Ex-military chief says Rishi Sunak’s national service plan is ‘bonkers’

Rishi Sunak’s pledge to enforce national service for 18-year-olds has been described as “bonkers” by a former British military chief.

The policy proposal, announced on Sunday by the prime minister, would see young people would be given a choice between a full-time placement in the armed forces for 12 months or spending one weekend a month for a year volunteering in their community.

It is the Conservatives’ first major policy proposal since Mr Sunak hastily announced the general election in the pouring rain last week, with his party now scrambling to find some 190 candidates amid a post-war record exodus of Tory MPs.

The prime minister insisted on that his plans for mandatory national service would help unite society in an “increasingly uncertain world” and give young people a “shared sense of purpose”.

However, the policy has been met with broadly negative and confused reaction.

Rishi Sunak speaks with British troops in April (PA) (PA Wire)
Rishi Sunak speaks with British troops in April (PA) (PA Wire)

Former chief of the naval staff, Admiral Alan West, labelled the plan as “bonkers” and added it would deplete the defence budget.

“I’m delighted if more young people become aware of defence and are involved … but this idea is basically bonkers,” he told The Guardian. “We need to spend more on defence, and – by doing what he’s suggesting – money will be sucked out of defence.”

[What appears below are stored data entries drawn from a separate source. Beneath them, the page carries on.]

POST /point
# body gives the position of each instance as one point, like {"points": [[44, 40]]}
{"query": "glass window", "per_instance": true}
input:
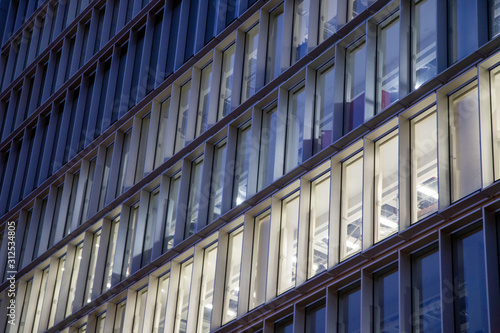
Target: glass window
{"points": [[351, 206], [462, 28], [161, 304], [250, 63], [182, 117], [195, 188], [355, 84], [92, 265], [327, 19], [386, 302], [426, 300], [287, 267], [296, 127], [324, 103], [316, 317], [274, 43], [424, 41], [204, 99], [173, 194], [183, 297], [259, 259], [207, 289], [349, 311], [300, 29], [424, 165], [234, 252], [465, 157], [471, 311], [162, 131], [386, 187], [318, 225], [242, 167], [226, 82], [388, 64]]}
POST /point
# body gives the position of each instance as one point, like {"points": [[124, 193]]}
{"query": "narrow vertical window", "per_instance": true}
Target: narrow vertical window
{"points": [[386, 187], [274, 43], [465, 157], [260, 253], [232, 285], [204, 99], [318, 225], [355, 84], [300, 29], [388, 64], [426, 299], [386, 302], [424, 166], [207, 289], [183, 297], [424, 41], [324, 103], [287, 267], [218, 177], [250, 63], [351, 206], [182, 117], [226, 82]]}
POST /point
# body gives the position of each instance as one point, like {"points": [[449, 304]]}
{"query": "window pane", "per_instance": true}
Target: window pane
{"points": [[464, 143], [287, 269], [471, 312], [226, 82], [328, 19], [351, 207], [426, 300], [295, 128], [424, 41], [250, 65], [204, 99], [300, 29], [386, 187], [259, 259], [354, 112], [318, 228], [183, 297], [388, 64], [386, 303], [182, 120], [349, 315], [207, 289], [274, 44], [232, 288], [218, 174], [424, 166], [242, 167], [323, 117]]}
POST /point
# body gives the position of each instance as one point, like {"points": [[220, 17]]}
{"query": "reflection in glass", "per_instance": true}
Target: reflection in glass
{"points": [[351, 206], [464, 143], [232, 288], [424, 41], [354, 110], [386, 187], [318, 225], [259, 259], [426, 299], [424, 166], [287, 267], [386, 303], [388, 64]]}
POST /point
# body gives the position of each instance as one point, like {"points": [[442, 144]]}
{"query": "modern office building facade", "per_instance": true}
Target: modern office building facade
{"points": [[250, 166]]}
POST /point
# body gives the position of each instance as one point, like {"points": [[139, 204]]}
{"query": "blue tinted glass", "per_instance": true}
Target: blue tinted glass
{"points": [[471, 312]]}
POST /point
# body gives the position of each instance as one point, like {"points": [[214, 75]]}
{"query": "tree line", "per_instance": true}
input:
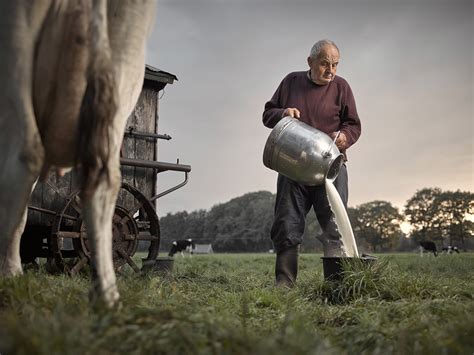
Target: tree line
{"points": [[243, 224]]}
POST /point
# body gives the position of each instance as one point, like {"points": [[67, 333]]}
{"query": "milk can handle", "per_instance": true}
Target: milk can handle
{"points": [[327, 154]]}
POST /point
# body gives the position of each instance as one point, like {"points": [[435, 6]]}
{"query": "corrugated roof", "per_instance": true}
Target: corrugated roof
{"points": [[157, 75]]}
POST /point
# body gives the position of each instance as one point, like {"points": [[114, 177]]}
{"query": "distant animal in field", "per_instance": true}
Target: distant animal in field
{"points": [[180, 246], [450, 249], [71, 73], [428, 246]]}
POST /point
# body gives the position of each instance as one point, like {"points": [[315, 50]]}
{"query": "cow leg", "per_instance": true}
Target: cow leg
{"points": [[21, 151], [21, 164], [98, 214]]}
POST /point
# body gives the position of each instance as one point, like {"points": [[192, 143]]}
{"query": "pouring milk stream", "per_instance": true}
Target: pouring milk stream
{"points": [[310, 157]]}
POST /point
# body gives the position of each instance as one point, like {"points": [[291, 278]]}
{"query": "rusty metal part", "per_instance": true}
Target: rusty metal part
{"points": [[70, 247]]}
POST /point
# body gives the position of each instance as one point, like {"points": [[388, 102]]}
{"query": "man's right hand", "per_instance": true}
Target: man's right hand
{"points": [[292, 112]]}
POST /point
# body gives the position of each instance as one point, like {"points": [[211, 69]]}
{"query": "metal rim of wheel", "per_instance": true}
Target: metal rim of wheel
{"points": [[129, 227]]}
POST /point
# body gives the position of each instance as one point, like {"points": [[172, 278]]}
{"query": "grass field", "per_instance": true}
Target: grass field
{"points": [[227, 304]]}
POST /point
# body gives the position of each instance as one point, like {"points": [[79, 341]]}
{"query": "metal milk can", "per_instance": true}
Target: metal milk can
{"points": [[302, 153]]}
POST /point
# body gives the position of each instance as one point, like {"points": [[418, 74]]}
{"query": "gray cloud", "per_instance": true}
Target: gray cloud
{"points": [[409, 63]]}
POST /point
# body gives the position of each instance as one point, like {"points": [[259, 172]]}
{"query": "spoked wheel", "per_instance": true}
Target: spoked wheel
{"points": [[137, 224]]}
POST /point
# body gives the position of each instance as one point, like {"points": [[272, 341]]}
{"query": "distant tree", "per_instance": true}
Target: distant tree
{"points": [[451, 212], [378, 223], [172, 227], [241, 224], [420, 212]]}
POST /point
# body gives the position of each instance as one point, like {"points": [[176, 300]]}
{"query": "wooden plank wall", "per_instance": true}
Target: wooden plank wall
{"points": [[144, 118]]}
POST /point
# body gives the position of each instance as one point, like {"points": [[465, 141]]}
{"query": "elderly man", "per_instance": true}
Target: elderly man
{"points": [[324, 101]]}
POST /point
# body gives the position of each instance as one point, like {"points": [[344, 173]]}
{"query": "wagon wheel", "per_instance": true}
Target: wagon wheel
{"points": [[70, 246]]}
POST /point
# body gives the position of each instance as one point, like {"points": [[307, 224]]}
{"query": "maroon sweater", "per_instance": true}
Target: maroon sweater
{"points": [[329, 108]]}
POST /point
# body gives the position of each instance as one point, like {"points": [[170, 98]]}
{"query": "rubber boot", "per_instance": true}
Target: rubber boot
{"points": [[286, 267]]}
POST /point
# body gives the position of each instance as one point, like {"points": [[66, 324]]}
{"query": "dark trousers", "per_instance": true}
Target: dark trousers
{"points": [[293, 203]]}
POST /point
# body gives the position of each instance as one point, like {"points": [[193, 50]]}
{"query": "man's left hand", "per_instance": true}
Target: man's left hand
{"points": [[341, 141]]}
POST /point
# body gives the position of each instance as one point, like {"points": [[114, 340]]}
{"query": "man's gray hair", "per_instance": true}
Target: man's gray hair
{"points": [[319, 45]]}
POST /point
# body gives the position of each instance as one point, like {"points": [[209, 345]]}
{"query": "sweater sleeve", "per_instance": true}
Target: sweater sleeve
{"points": [[350, 122], [273, 111]]}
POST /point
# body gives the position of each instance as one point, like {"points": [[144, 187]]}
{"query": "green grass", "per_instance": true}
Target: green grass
{"points": [[227, 304]]}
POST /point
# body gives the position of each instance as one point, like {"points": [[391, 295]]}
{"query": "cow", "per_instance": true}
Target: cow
{"points": [[428, 246], [71, 73], [450, 249], [179, 246]]}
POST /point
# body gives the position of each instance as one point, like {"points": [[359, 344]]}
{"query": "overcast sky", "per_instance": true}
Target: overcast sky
{"points": [[409, 63]]}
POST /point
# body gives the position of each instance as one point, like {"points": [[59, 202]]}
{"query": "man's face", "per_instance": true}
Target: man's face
{"points": [[324, 67]]}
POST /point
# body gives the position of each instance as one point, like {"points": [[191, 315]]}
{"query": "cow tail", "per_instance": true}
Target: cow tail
{"points": [[99, 106]]}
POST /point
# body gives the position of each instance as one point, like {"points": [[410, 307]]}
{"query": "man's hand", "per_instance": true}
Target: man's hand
{"points": [[341, 141], [292, 112]]}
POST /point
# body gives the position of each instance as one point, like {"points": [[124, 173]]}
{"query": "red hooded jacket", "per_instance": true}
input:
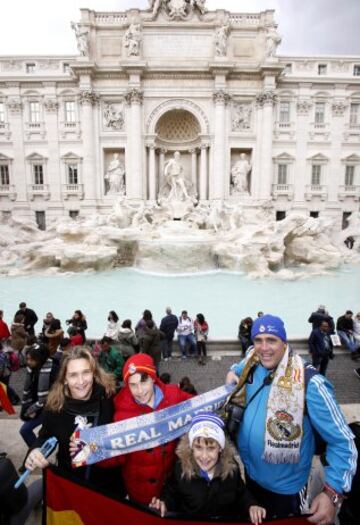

Mr Sunak claims the programme will cost £2.5bn a year by the end of the decade and plans to fund £1bn through plans to “crack down on tax avoidance and evasion”.

The remaining £1.5bn will be paid for with money previously used for the UK Shared Prosperity Fund (UKSPF).

Labour’s shadow work and pensions secretary Liz Kendall noted to Sky News that the fund “is supposed to be used to tackle economic inactivity and helping people get back into work”.

There are many outstanding questions about the details of the scheme, though these would potentially be addressed a royal commission bringing in expertise from across the military and civil society to establish how the scheme would work in practice.

Labour have criticised the policy proposal as the general election campaigns begin
Labour have criticised the policy proposal as the general election campaigns begin

Facing questions about the proposal on Sunday, James Cleverly, the home secretary, said that no teenagers would be sent to prison for avoiding “mandatory” national service.

However, Foreign Office minister Anne-Marie Trevelyan did not rule out the possibility of parents being liable for fines if their adult children refuse to take part in the plan.

Labour frontbencher Liz Kendall accused the Conservatives of merely “asking young people to solve the problems in the NHS, the police and the armed services that the Tories themselves have created”.

Nigel Farage noted that, under the plans, there would be only 30,000 full-time military placements for around 700,000 school leavers, tellingSky News: “National service on any scale is literally impossible unless you build up the size of the Army, and you need another 20,000 people to be trainers if you were doing it seriously.”